- From: Thomas Roessler <tlr@w3.org>
- Date: Wed, 18 Feb 2009 00:41:33 +0100
- To: Frederick Hirsch <frederick.hirsch@nokia.com>
- Cc: Rob Miller <rdmiller@mitre.org>, Brian LaMacchia <bal@exchange.microsoft.com>, Chris Solc <csolc@adobe.com>, Kenneth M Graf <kenneth.m.graf@intel.com>, XMLSec WG Public List <public-xmlsec@w3.org>
On 18 Feb 2009, at 00:37, Frederick Hirsch wrote: > I suggest the following change to your proposed editors note: > > (a) Change "Positions of Working Group members include:" to > "Positions of some Working Group members against the currently > expressed mandatory algorithms include:" Fine with me; however, in that case, (2) would move into a separate section "in favor". > > (b) For #2 suggest changing > "both for hash and public-key algorithms." to "both for hash and > public-key algorithms, in the event one is proven insecure, to > enable a quick change to an alternative." > > (c) in #2 Remove ", which is, e.g., not the case for RSA." > > (d) change #3 to: > > 3. There should be recommended algorithms, but no mandatory to > implement algorithms.
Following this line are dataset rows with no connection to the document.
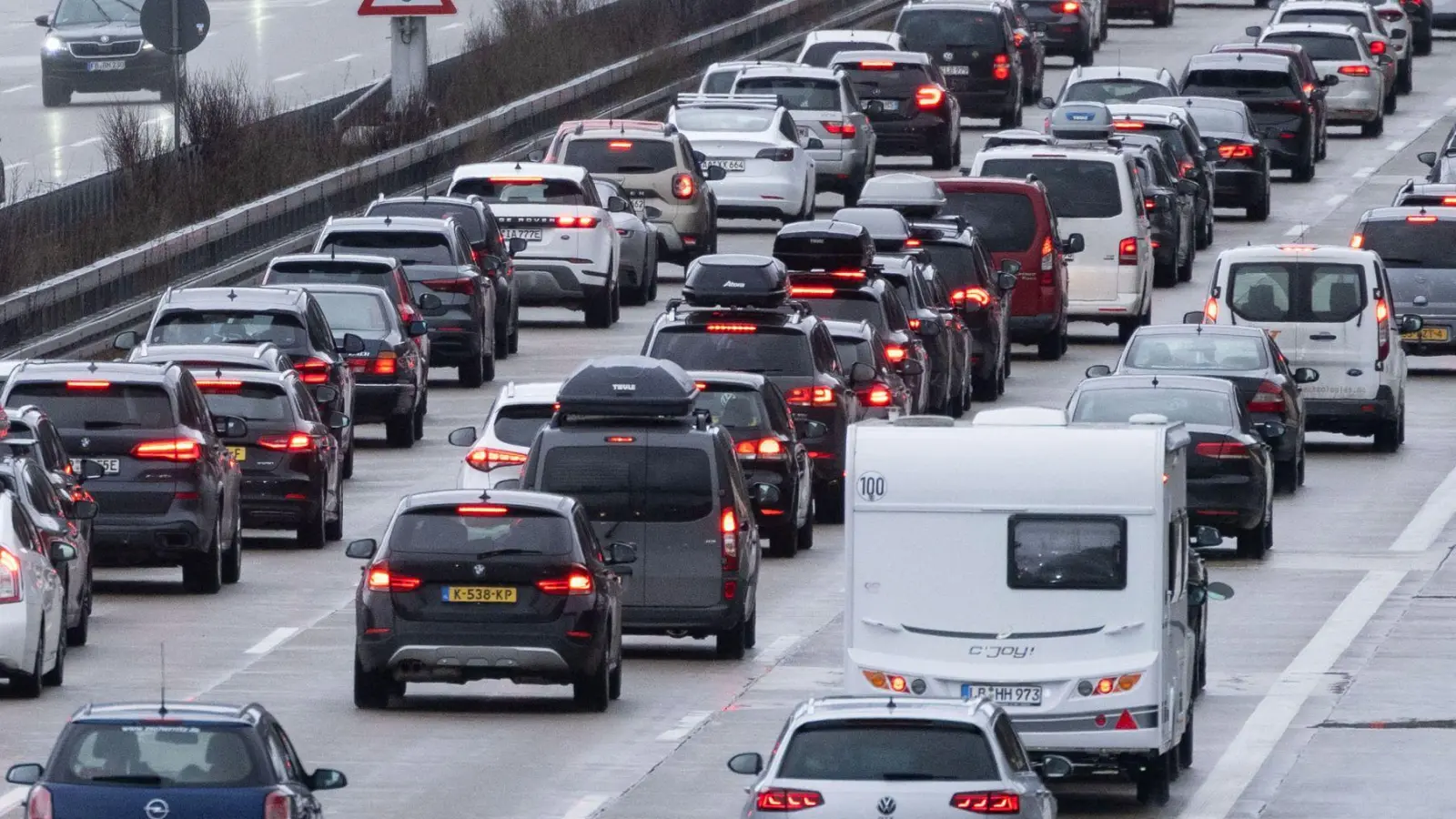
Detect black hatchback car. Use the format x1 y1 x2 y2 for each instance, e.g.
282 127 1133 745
5 701 348 819
3 361 248 594
348 490 636 711
35 0 177 108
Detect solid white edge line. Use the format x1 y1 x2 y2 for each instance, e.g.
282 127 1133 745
1178 571 1405 819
The rationale is that this gives greater > flexibility to deployments. works for me; I'd like to hear Ken's take. > (Other WG members argued against this since it could harm > interoperability not having mandatory algorithms.) We're not descending into the back-and-forth about the other arguments, either, so I'd rather leave this out. (In particular since I suspect that the counter-argument -- and the counter-counter- argument -- are well understood by much of the audience.)